Jolee Tomer, 6, wants to be just like her older sister, Julia, 7, and join the Piranhas swim team at the Connell pool next summer.
That is an opportunity that their mother, Jeanne Tomer, is willing to pay more property taxes to preserve.
The city of Connell is asking voters to approve a property tax increase to pay for parks and recreation.
The revenue from the property tax levy lid increase would be used to provide a dedicated funding source for parks and recreation, instead of relying completely on general tax dollars, which also are used for services such as fire and police.
Tomer said she worries that if the measure, called Proposition No. 1 on the Nov. 8 ballot, isn't passed, the city may have to close the pool in the future.
The pool is something that Tomer's family, including her husband, Joe, and her husband's sons, Joseph, 16, and Jonathan, 13, enjoy.
If voters approve the proposal, the property tax levy for the city would increase by 40 cents. That would make the rate $2.92 per $1,000 of assessed value.

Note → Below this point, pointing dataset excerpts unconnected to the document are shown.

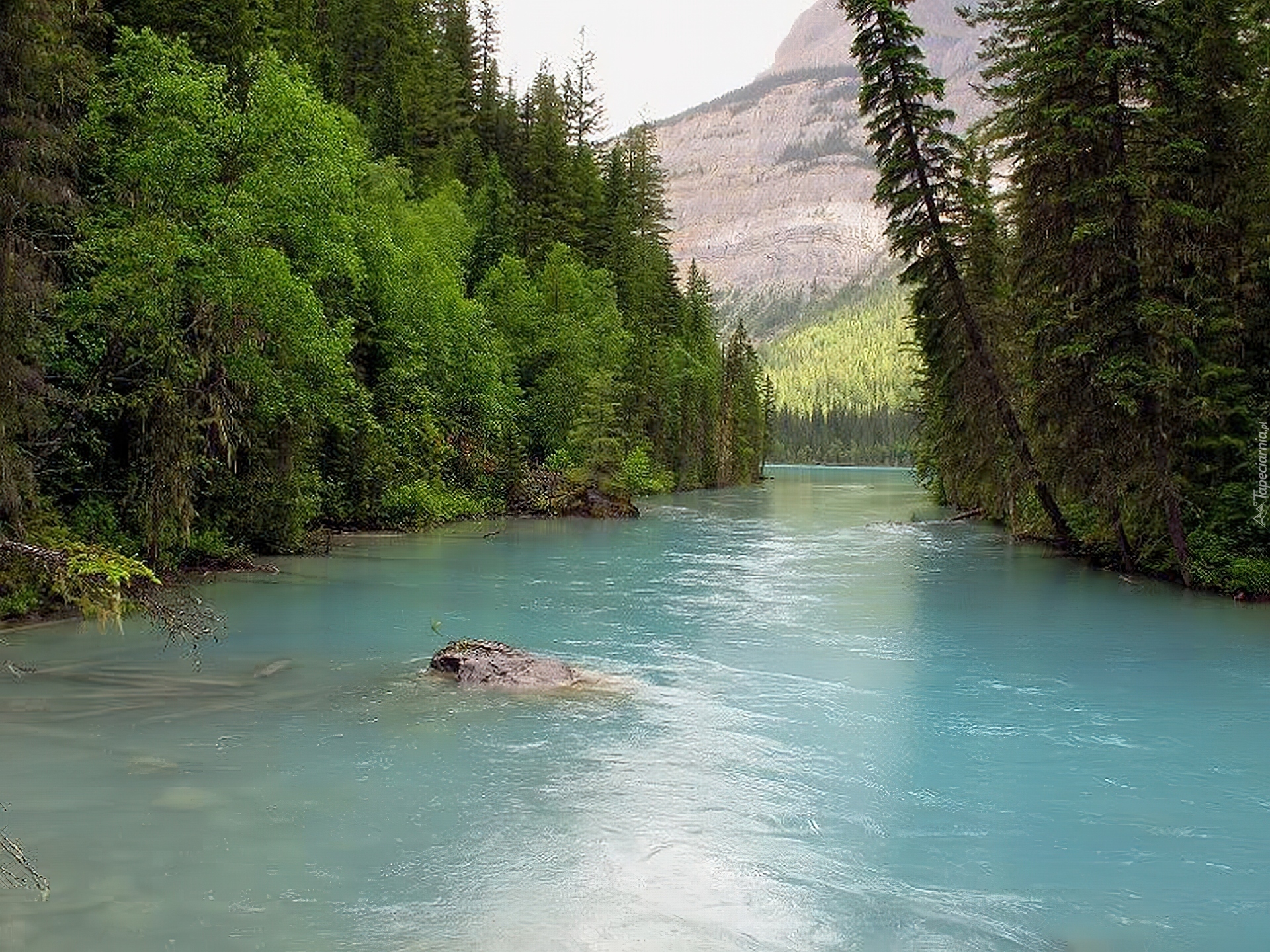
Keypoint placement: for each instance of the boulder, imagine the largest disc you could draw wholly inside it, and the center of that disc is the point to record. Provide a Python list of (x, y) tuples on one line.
[(497, 666), (542, 493)]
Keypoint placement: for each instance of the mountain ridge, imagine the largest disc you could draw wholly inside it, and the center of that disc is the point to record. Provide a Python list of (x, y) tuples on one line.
[(771, 184)]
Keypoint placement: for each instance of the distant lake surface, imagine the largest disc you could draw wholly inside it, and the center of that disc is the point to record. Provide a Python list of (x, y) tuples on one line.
[(835, 723)]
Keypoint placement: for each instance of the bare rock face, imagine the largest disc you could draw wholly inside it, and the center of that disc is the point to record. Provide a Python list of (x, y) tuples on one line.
[(497, 666), (771, 186)]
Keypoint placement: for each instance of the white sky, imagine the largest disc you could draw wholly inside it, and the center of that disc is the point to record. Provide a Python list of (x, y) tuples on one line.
[(653, 58)]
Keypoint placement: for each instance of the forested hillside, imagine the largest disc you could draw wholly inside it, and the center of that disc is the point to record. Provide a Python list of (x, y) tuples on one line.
[(282, 264), (1095, 338), (845, 383)]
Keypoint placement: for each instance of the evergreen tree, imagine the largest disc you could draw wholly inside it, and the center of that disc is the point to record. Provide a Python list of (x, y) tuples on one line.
[(917, 159), (45, 69)]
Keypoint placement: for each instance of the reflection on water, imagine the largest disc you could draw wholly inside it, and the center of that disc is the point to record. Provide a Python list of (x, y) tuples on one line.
[(840, 728)]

For homes valued at $135,000, the property tax would increase by $54 per year.
The proposal asks voters to approve a higher property tax levy rate that would increase total revenue the city could collect beyond the allowed 1 percent increase and revenue generated by new construction. If approved by a simple majority of the voters, the increased amount would become the base for future years.
Connell expects to receive $330,000 in property tax this year. Should the measure be approved, the city would collect about $54,000 more.
At the moment, the city isn't proposing any cuts to parks and recreation in the draft 2012 budget, said Steve Taylor, Connell city administrator. The city has received a slight bump in sales tax revenue from school construction that is expected to taper off starting in 2013.
But having the dedicated revenue will help stabilize the city's parks and recreation services for the long run and reduce chances that parks and recreation will be cut, he said.
The city's parks and pool are needed so that children have something to do in the town, said Tomer, a member of the pro-committee for the measure. With lifeguards, the pool is a safe place for children to swim during summer break.
No group submitted an opposition statement for the property tax levy lid lift, according to the Franklin County Auditor's Office.
If a simple majority of voters pass the measure, the increase would be included in the first six-month property tax payment due in April, Taylor said.